PDA

View Full Version : Why we should ignore hitter vs pitcher history



Jeffy25
10-05-2011, 07:09 PM
I thought this was a fantastic article, so it would be worth sharing.

I had read the Chapter Mano vs Mano in the Book before, but it has been awhile. So I thought this would be a great refresher for everyone.

http://www.fangraphs.com/blogs/index.php/when-you-should-ignore-the-data/


When Jim Leyland was setting his lineup for Game 3 of the ALDS, he looked to data for guidance. What he found was that Ramon Santiago was 7-for-24 in his career against CC Sabathia, giving him a .292 average against the Yankees ace. How much that played into his decision to hit Santiago second, we can’t say for sure, but he did mention this fact to reporters before the game and he did hit Santiago second last night. It’s probably safe to assume that Santiago’s history against Sabathia played some role in his placement in the lineup.

When Ken Rosenthal reported this on Twitter, I threw out a response about batter/pitcher match-up data in general, saying “Specific batter vs pitcher data is probably the worst use of statistics in the entire sport.”

A lot of people took umbrage at this comment, and when Ramon Santiago proceeded to go 2-for-3 off Sabathia — including a double that momentarily gave the Tigers the lead — many were happy to point out that Leyland’s move to insert Santiago worked, and thus, his decision to look to batter/pitcher match-up data was justified. There are quite a few problems with this scenario, however.

1. Santiago’s “success” against Sabathia relies on one viewing offensive capability through the lens of batting average. Santiago did enter the game hitting .292 against Sabathia, but he had never drawn a walk against him and had just one extra base hit, so his overall line against Sabathia was .292/.292/.333, good for a .625 OPS. Unless we’re still evaluating hitters like it’s 1884, Santiago’s previous performances against Sabathia should not have convinced anyone that he was likely to do well against him last night.

2. Batter/Pitcher match-up data has been shown to have no predictive value. In The Book, Tango/Lichtman/Dolphin devote an entire chapter — Ch 6, “Mano a Mano” — to looking for evidence that previous results of specific batter/pitcher match-ups would predict future results in those same match-ups. It wasn’t there. Despite looking at the 30 most extreme examples of matched-pairs where the batter had dominated the pitcher over a three-year period, the group was barely better than average in the fourth season against those same pitchers. When looking at the flip side, where pitchers had dominated the hitters, the results were the same.
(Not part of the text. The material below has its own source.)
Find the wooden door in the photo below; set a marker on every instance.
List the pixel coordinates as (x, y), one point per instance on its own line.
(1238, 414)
Most interesting is that there was little difference in actual future performance by the 30 hitters who had dominated their rivals versus those who had been dominated by opposing pitchers. Even at the extremes, specific batter/pitcher data showed no real usefulness in projecting future results.
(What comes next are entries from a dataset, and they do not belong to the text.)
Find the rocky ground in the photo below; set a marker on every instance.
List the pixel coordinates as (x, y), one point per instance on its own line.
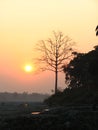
(59, 118)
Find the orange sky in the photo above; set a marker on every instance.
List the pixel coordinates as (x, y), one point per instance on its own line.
(24, 22)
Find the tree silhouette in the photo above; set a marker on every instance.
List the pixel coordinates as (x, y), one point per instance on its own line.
(96, 30)
(82, 71)
(53, 53)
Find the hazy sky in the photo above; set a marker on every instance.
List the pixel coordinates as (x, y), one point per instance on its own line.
(24, 22)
In reality, we shouldn’t be overly surprised that this data doesn’t really tell us anything. Even when looking at multiple years, you’re generally ending up with something in the 20-30 plate appearance realm, a ridiculously small number of confrontations from which to be drawing conclusions. But, the problems with batter/pitcher data go even deeper — in order to get a larger sample, you generally have to find players who have been matching up against each other for many years.

For instance, 16 of the 26 plate appearances Santiago had against Sabathia before last night came in 2002/2003, back when Sabathia was an inexperienced thrower trying to establish himself with the Indians. He’s a massively better pitcher now than he was then, and it’s hard to believe that anyone should care about what happened between those two 10 years ago. In fact, in the last four years, the two had faced off just three times, and Santiago had gone 0-for-3 and hit into a double play. Not only was the batter/pitcher match-up data of questionable use, it was almost all entirely from a time when the two players were at very different points in their careers.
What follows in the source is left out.